In Ito’s mind, the NTT’s exterior is an “organic” space far surpassing architecture’s conventional lines and squares. Using non-geometrical lines from nature, Ito aims to rekindle human power and creativity long inhibited by geometric spaces. Thus, undulating curved walls unfold into sonorous spaces large and small, where natural transformations awaken visitors’ senses and instincts. Monumental glass walls, along with seemingly boundless interior space, fuses exterior and interior to create an open structure akin to nature, allowing light, air, water and sounds to flow freely, intertwining with art to transcend impressions of time and space.
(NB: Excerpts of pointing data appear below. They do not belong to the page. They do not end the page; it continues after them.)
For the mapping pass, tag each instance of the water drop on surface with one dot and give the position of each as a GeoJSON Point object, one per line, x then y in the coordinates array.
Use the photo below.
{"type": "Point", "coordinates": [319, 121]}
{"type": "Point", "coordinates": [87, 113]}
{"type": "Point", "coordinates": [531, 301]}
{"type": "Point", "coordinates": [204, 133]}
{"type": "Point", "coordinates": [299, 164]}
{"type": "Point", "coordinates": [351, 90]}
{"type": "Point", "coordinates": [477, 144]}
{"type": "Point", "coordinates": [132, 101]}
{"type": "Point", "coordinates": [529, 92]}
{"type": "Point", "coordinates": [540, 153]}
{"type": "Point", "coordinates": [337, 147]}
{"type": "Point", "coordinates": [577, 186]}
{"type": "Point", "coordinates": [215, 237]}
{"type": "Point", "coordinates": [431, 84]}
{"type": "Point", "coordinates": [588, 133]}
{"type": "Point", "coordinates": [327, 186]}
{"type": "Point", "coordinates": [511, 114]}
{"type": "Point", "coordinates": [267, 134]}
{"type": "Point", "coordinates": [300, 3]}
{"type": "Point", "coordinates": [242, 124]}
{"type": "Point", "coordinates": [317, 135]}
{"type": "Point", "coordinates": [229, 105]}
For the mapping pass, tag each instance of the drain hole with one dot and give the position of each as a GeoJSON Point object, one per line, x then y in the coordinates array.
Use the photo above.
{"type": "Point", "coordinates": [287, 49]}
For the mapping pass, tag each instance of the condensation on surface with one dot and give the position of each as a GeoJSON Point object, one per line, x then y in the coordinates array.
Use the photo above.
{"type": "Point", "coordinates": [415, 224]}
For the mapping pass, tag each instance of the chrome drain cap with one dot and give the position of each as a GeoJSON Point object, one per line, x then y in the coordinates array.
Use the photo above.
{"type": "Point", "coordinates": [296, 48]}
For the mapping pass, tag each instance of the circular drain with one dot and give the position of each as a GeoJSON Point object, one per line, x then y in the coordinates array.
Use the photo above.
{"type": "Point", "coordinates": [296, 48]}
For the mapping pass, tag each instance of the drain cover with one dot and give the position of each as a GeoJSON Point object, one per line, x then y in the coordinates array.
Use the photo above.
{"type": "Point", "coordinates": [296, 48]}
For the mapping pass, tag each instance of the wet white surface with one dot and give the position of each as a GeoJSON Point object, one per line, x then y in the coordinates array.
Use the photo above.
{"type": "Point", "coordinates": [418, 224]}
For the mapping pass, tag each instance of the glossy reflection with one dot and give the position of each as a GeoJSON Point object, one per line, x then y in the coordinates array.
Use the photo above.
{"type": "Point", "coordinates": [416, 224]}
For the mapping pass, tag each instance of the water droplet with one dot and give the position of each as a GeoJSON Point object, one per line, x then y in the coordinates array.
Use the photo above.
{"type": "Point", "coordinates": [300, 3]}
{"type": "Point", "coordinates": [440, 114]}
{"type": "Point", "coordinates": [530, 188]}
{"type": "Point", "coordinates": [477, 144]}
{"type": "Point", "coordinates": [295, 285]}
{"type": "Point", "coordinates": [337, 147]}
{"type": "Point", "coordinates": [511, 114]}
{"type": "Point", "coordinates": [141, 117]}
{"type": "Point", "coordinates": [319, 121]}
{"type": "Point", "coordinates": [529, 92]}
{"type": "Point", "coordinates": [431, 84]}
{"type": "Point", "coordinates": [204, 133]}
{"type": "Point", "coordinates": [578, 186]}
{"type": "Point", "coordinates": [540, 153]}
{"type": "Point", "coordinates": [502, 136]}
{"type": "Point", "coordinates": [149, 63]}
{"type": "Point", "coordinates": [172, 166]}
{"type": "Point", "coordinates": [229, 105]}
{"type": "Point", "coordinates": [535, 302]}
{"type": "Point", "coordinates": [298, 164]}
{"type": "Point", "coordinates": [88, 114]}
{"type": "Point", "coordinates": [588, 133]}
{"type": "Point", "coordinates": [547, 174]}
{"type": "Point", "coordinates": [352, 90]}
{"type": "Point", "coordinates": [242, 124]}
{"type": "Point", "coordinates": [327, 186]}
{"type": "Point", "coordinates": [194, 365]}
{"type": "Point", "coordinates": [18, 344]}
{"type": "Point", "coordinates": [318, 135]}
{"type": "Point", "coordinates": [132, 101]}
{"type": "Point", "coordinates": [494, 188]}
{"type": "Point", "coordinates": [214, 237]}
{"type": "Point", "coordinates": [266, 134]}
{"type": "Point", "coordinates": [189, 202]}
The National Taichung Theater (NTT) is not just a building that houses a grand theatre that stages opera. The entire architecture is an opera.
When you enter the lobby, foyers, restaurants and the Sky Garden, you can feel the flow of air, sound and light. In the NTT, one is awestruck by the grandeur of a cosmic brilliance coming out of the architecture.

— Toyo Ito

Curved Walls

The world’s first building with a main structure supported by curved walls, the NTT is marked by straight lines in its outer boundaries. The entire structure is comprised of 58 curved wall units and 29 “sound caves” in varying sizes, separate yet interconnected. Rather than conventionally adhering to rigid partitions, the NTT maintains an organic fluidity.


Apertures dotting the NTT’s exterior walls represent creatures in nature that need such essential elements as light, air and water to live. During the day, beams of sunlight stream into the venue. At night, light from inside the venue shines outward. This represents the close connection between the NTT and the city, as they breathe together.

Bottle the Art

The NTT’s façade, swathed by glass and cement walls, is so evocative of a wine bottle that Toyo Ito in fact dubbed his design “Bottle the Art.” To him, the arts are an intoxicating experience, similar to imbibing a fine vintage.

Water Screen System

On the curved walls in the Lobby/1F are little dots arranged like constellations, constituting a worldwide patented water screen system from Japan. Each dot is a nozzle. When a fire is detected, a thin curtain of water will descend (180 centimeters in width) to block smoke and heat. The system can prevent fire from spreading and purify airborne particulates, ensuring the utmost safety of the open space.

Cold Fusion Flooring

Hidden beneath the ground floor are cold fusion pipes that not only lower room temperature effectively but also emit cool air through the ventilation outlets. Cool air remains at two meters above ground, roughly the average height of an adult, maintaining a pleasant lobby environment.